Организация пространства по рядам – одно из крупных технических изменений в начальном образовании. Оно позволило изжить традиционную систему (ученик несколько минут занимается с учителем, в то время как остальные члены беспорядочной группы пребывают в праздности и без надзора). Предусмотрев индивидуальные места, оно сделало возможным контроль за каждым и одновременную работу всех. Образовалась новая экономия времени обучения. Школьное пространство стало функционировать как механизм обучения, но также надзора, иерархизации и вознаграждения. Ж. Б. де Ла Салль мечтал о классе, где пространственное распределение предусматривало бы сразу целый ряд различий: в зависимости от успехов учеников, достоинства каждого из них, положительных или отрицательных свойств характера, большего или меньшего прилежания, чистоплотности и состояния родителей. Таким образом, класс образовал бы единую большую таблицу[284] с многочисленными графами под пристальным «классификаторским» надзором учителя: «В каждом классе будут отведены специальные места для всех школьников на всех уроках, так что все ученики, слушающие один и тот же урок, будут сидеть на своем постоянном месте. Ученики, присутствующие на самых главных уроках, будут сидеть на ближайших к стене скамьях, а остальные, соответственно порядку уроков, смещаются к середине класса… У каждого ученика будет свое постоянное место, которое нельзя ни покинуть, ни поменять, разве что по распоряжению или с согласия школьного инспектора». Все должно быть устроено так, чтобы «те, чьи родители неопрятны и вшивы, были отделены от опрятных и чистоплотных; чтобы пустой и ветреный ученик сидел между двумя прилежными и серьезными, а распутный – либо отдельно, либо между двумя набожными»[285].

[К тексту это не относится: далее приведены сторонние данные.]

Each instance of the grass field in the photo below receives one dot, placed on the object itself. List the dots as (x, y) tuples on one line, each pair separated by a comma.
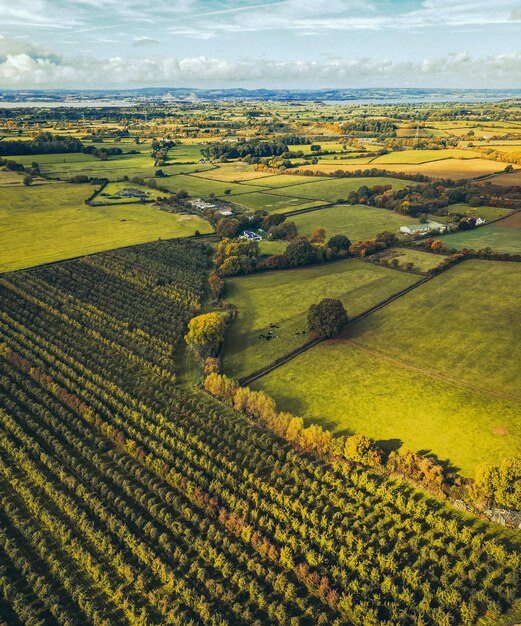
[(285, 180), (451, 168), (282, 298), (422, 261), (51, 222), (185, 152), (445, 168), (512, 179), (109, 193), (331, 189), (65, 166), (200, 186), (355, 221), (486, 212), (399, 380), (234, 172), (423, 156), (496, 236), (273, 203)]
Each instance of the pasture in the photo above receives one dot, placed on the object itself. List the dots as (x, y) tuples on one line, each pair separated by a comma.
[(65, 166), (432, 370), (110, 194), (423, 156), (356, 221), (44, 223), (282, 299), (203, 187), (511, 179), (332, 189), (233, 172), (486, 212), (421, 261), (498, 236), (273, 203), (458, 169)]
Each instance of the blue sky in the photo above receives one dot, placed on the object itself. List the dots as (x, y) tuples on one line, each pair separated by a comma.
[(276, 43)]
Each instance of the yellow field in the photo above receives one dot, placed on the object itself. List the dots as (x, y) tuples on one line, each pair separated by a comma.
[(233, 172), (508, 179), (446, 168)]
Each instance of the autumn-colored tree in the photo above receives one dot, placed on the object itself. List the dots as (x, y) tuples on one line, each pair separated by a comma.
[(437, 245), (361, 449), (227, 227), (501, 483), (216, 285), (318, 235), (220, 386), (205, 333)]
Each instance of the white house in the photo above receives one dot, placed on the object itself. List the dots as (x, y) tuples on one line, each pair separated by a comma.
[(250, 235)]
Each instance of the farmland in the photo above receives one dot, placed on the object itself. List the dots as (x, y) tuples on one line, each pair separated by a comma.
[(277, 302), (98, 494), (51, 222), (330, 190), (496, 236), (414, 368), (144, 477), (355, 221)]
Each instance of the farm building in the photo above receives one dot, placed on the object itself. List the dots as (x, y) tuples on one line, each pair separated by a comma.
[(423, 229), (250, 235), (131, 192), (198, 203)]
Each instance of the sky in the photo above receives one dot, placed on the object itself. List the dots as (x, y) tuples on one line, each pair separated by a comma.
[(254, 44)]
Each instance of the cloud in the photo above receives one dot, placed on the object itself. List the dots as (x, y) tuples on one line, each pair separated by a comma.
[(144, 41), (24, 69)]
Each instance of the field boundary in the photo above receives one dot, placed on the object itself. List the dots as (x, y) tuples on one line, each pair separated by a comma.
[(458, 382), (249, 378)]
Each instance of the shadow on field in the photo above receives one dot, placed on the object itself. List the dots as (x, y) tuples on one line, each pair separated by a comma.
[(389, 445), (445, 463)]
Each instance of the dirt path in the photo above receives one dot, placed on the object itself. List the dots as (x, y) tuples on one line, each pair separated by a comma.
[(457, 382)]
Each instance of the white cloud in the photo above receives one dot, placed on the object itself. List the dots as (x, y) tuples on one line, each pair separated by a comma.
[(25, 69), (144, 41)]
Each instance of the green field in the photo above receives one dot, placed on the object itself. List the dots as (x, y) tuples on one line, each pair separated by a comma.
[(420, 377), (493, 236), (355, 221), (423, 156), (185, 152), (273, 203), (331, 189), (486, 212), (286, 180), (422, 261), (109, 193), (65, 166), (51, 222), (282, 298), (199, 186)]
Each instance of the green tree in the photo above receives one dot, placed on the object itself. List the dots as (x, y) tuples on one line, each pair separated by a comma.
[(339, 244), (299, 252), (205, 333), (327, 318)]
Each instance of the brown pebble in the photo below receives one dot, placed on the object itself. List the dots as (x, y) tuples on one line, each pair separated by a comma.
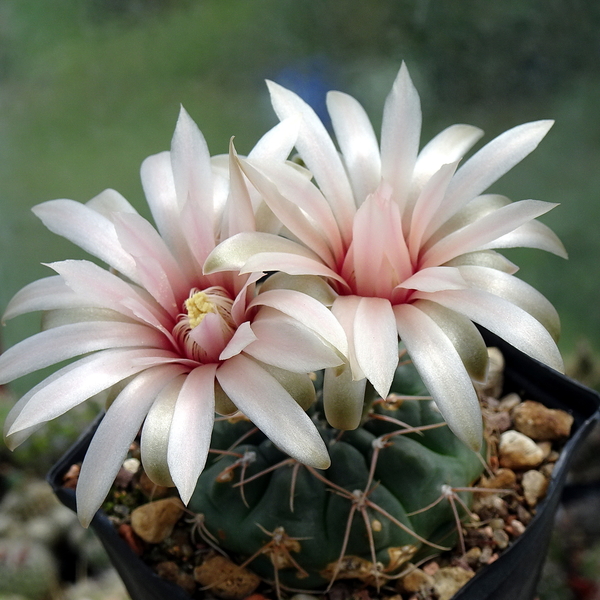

Организуя «кельи», «места» и «ранги», дисциплина создает комплексные пространства: одновременно архитектурные, функциональные и иерархические. Пространства, которые обеспечивают фиксированные положения и перемещение. Они вырисовывают индивидуальные сегменты и устанавливают операционные связи. Они отводят места и определяют ценности. Они гарантируют повиновение индивидов, но также лучшую экономию времени и жестов. Смешанные пространства: реальные, поскольку они определяют расположение зданий, помещений, мебели, но также воображаемые, поскольку они проецируют на это устроение характеристики, оценки, иерархии. Первой крупной операцией дисциплины является, следовательно, образование «живых таблиц», преобразующих беспорядочные, бесполезные и опасные массы в упорядоченные множества. Создание «таблиц» – одна из огромных проблем научной, политической и экономической технологии XVIII века: устраивать ботанические и зоологические сады и одновременно создавать рациональные классификации живых существ; наблюдать, контролировать, упорядочивать обращение товаров и денег и при этом создавать экономическую таблицу, которая может служить как принцип увеличения благосостояния; надзирать за людьми, констатировать их присутствие или отсутствие и составлять общий и постоянный реестр вооруженных сил; распределять больных, отделять одних от других, тщательно подразделять больничное пространство и производить систематическую классификацию болезней – все это двойные операции, в которых неразрывно связаны друг с другом два составных элемента: распределение и анализ, контроль и понимание. В XVIII веке таблица – одновременно и техника власти, и процедура познания. Требуется и организовать множество, и обеспечить себя инструментом для его отслеживания и обуздания. Требуется навязать ему «порядок». Подобно полководцу (о котором писал Гибер), натуралист, врач, экономист «ослеплен необъятностью, ошеломлен массой объектов. Множество вещей, какими надо заниматься одновременно, придавливают его непосильным бременем. Совершенствуясь и приближаясь к истинным принципам, современная военная наука, возможно, становится проще и легче»; армии «с простыми, единообразными тактиками, которые могут быть приспособлены к любым движениям… легче перебрасывать и вести»[286]. Тактика – пространственное упорядочение людей. Таксономия – дисциплинарное пространство природных существ. Экономическая таблица – правильное движение богатств.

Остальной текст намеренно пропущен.